The assumption that more competition and freer markets makes conditions better? Ludicrous. We are seeing that competition makes things slowly worse in the real world, if it can even be sustained - and if it breaks down into a monopoly it is even grimmer. But what about those tech companies competing against each other to produce better technology and better products every day? Sure, there are probably a handful of anecdotes to be found where people say they were motivated by competition. But even in the documentary, it is said that these geeks are not motivated by money or winning, but by creating new exciting stuff. If you develop a product just to destroy someone else's successful business, you are in fact a psychopath, are you not? Developing a product has its own rewards. Competition is the natural and unfortunate result of many enthusiastic people developing stuff at the same time, while consumers are not willing to buy everything. Cause: much development. Effect: competition. Not the other way around.

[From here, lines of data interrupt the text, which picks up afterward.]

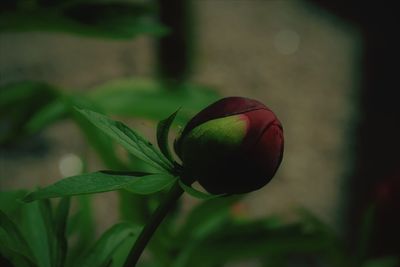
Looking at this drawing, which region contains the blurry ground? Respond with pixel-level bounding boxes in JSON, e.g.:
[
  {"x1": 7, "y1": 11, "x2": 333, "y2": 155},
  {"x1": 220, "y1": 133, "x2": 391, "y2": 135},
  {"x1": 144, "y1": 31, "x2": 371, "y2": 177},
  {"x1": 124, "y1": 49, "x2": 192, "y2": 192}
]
[{"x1": 0, "y1": 0, "x2": 361, "y2": 237}]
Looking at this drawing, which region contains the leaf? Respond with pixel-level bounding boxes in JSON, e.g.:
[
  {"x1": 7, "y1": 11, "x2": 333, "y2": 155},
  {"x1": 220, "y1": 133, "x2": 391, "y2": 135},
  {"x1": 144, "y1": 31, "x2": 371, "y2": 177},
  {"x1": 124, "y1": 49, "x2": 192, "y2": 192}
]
[
  {"x1": 21, "y1": 202, "x2": 52, "y2": 267},
  {"x1": 0, "y1": 81, "x2": 58, "y2": 144},
  {"x1": 25, "y1": 97, "x2": 67, "y2": 134},
  {"x1": 78, "y1": 109, "x2": 173, "y2": 172},
  {"x1": 64, "y1": 95, "x2": 126, "y2": 169},
  {"x1": 54, "y1": 198, "x2": 70, "y2": 267},
  {"x1": 180, "y1": 220, "x2": 329, "y2": 267},
  {"x1": 123, "y1": 173, "x2": 177, "y2": 195},
  {"x1": 179, "y1": 179, "x2": 225, "y2": 200},
  {"x1": 78, "y1": 222, "x2": 141, "y2": 267},
  {"x1": 66, "y1": 195, "x2": 96, "y2": 267},
  {"x1": 0, "y1": 1, "x2": 168, "y2": 39},
  {"x1": 88, "y1": 78, "x2": 219, "y2": 124},
  {"x1": 362, "y1": 257, "x2": 400, "y2": 267},
  {"x1": 0, "y1": 210, "x2": 33, "y2": 266},
  {"x1": 157, "y1": 109, "x2": 179, "y2": 162},
  {"x1": 178, "y1": 196, "x2": 241, "y2": 242},
  {"x1": 23, "y1": 172, "x2": 175, "y2": 202}
]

On the level of countries, we find that competition is code for lowering wages and rights. There's no reason to expect having more countries will buck that trend. And 192 "brands" is already a lot - remember that for computers we have roughly 3 realistic options generally, maybe a dozen if we look hard.

That's evidence from observation. But even theoretically, it makes no sense to say that market systems produce the best value by definition. This has all been said before, and I'm bored to even finish this paragraph. The key word in this should be "value" and it is not taken into account in a capitalistic market economy. Value, despite what economists believe, is not a measurable and comparable entity. How much is water worth, which keeps you alive, compared to a new car, which can kill you? Even among products in a single narrow product group, it is often impossible to make a choice based on value. Let's say we compare bottled water (a horrible intervention in countries which have perfectly fine publicly owned tap water). You can look at pricing, and expect the quality of the water to be equal. Or you can believe what it says on the label. This water is fresh. The other one is natural. Oh, and there's one here that's from a spring. Who says the water from the spring is better than the fresh water? Maybe the spring is polluted (as a matter in fact, many "spring" waters are more contaminated than fresh water due to less regulation. Other "spring" waters are in fact tap water, because the tap water comes from the same spring, and is then bought by or given to the bottler from the public utility that extracted it.) And all of this assumes I'm only thinking about value in terms of the quality of the product I'm intending to consume. There's also the question of the plastic bottle that I'm forced to buy. The process of production has value. Do I know anybody in the processing plant who I value? Do they separate and recycle? Are some of the employees wearing red scarves, if I happen to appreciate that?

Let's just wrap this up. These "smart" people have no clue. It's easy to believe that you can do everything, reinvent the world, and the biggest obstacle is government, when all you see around you are young people like yourself, who are producing exciting new technologies.

But it's no basis for sound political thought.